Volunteers and wildlife experts have begun the painstaking process of clearing debris, assessing structural damage, and searching for any additional survivors. While the majority of the centre’s infrastructure was destroyed, the concrete emergency bunker—Robyn’s post-2009 Black Saturday project—remained intact and is now serving as a temporary base for recovery operations.

Community response has been overwhelming. In just 72 hours, the Tarcombe Wildlife Conservation Centre Emergency Fund has raised more than $320,000.

Local farmers have offered temporary paddocks for any recovering animals, veterinary clinics have donated supplies and services, and wildlife rehabilitation groups from across Victoria and New South Wales have sent experienced carers to assist.

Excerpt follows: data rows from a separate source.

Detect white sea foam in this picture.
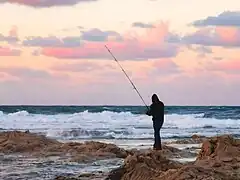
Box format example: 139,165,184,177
0,111,240,139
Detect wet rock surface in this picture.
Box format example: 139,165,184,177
166,134,207,144
106,135,240,180
0,131,127,162
0,131,240,180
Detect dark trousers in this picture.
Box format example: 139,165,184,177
153,121,163,150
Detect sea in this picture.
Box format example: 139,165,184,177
0,106,240,180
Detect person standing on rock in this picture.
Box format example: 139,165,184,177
146,94,164,150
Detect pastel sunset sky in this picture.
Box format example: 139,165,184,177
0,0,240,105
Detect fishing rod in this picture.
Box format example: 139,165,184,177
105,45,149,110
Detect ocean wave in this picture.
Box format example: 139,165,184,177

A GoFundMe page set up by long-time volunteer Sarah McAllister surpassed its initial $50,000 goal in under 12 hours and continues to climb.

Dr. Coy’s sister, Margaret, released a short family statement this morning: “Robyn is awake, talking, and asking about the animals and the volunteers. Her lungs are clearing, her spirit is unbroken.

She wants everyone to know that while the loss is unimaginable, she is grateful to be alive and already thinking about how to rebuild. The fight isn’t over.”

The broader context remains sobering. Australia’s wildlife continues to face escalating threats from more frequent and intense bushfires, driven by climate change. The Black Summer fires of 2019–2020 killed or displaced an estimated three billion animals.

Smaller, localized fires like the one that struck Tarcombe often receive less national attention, yet they inflict profound, personal devastation on the individuals and communities who dedicate their lives to conservation.

Centres like Tarcombe—quiet, volunteer-driven, chronically underfunded—are often the last hope for injured and orphaned wildlife. When they are lost, entire lifetimes of care vanish in hours.

Yet today, there is cautious optimism. Dr. Robyn Coy is breathing easier, her vital signs are strengthening, and the first tiny signs of life have been found amid the ashes. Volunteers have already begun planting native seedlings in scorched areas, symbolizing a commitment to renewal.

And across Australia, thousands of people who have never met Robyn are donating, sharing, and pledging to help her continue her life’s work.

In the words of one volunteer who helped search the property yesterday: “She saved so many lives over the years. Now it’s our turn to help save hers—and the legacy she built.”

Anthony Thompson - Senior Associate Athletic Director for Development -  Staff Directory - Indiana University Athletics

The road ahead will be long and painful. Rebuilding will take years. The animals she loved and nursed back to health cannot be replaced. But Dr. Robyn Coy is still here. Her centre, though scarred, still stands in spirit.

And in the fragile green shoots pushing through blackened soil, in the slow recovery of a woman who refused to abandon hope even as the world burned around her, there is the faintest, most precious promise: life can return, even after the worst fire.

For donations and updates: Tarcombe Wildlife Conservation Centre Emergency Fund (official website or GoFundMe link).

Rest in peace to the lost ones. And to Dr. Coy—keep breathing. Australia is with you.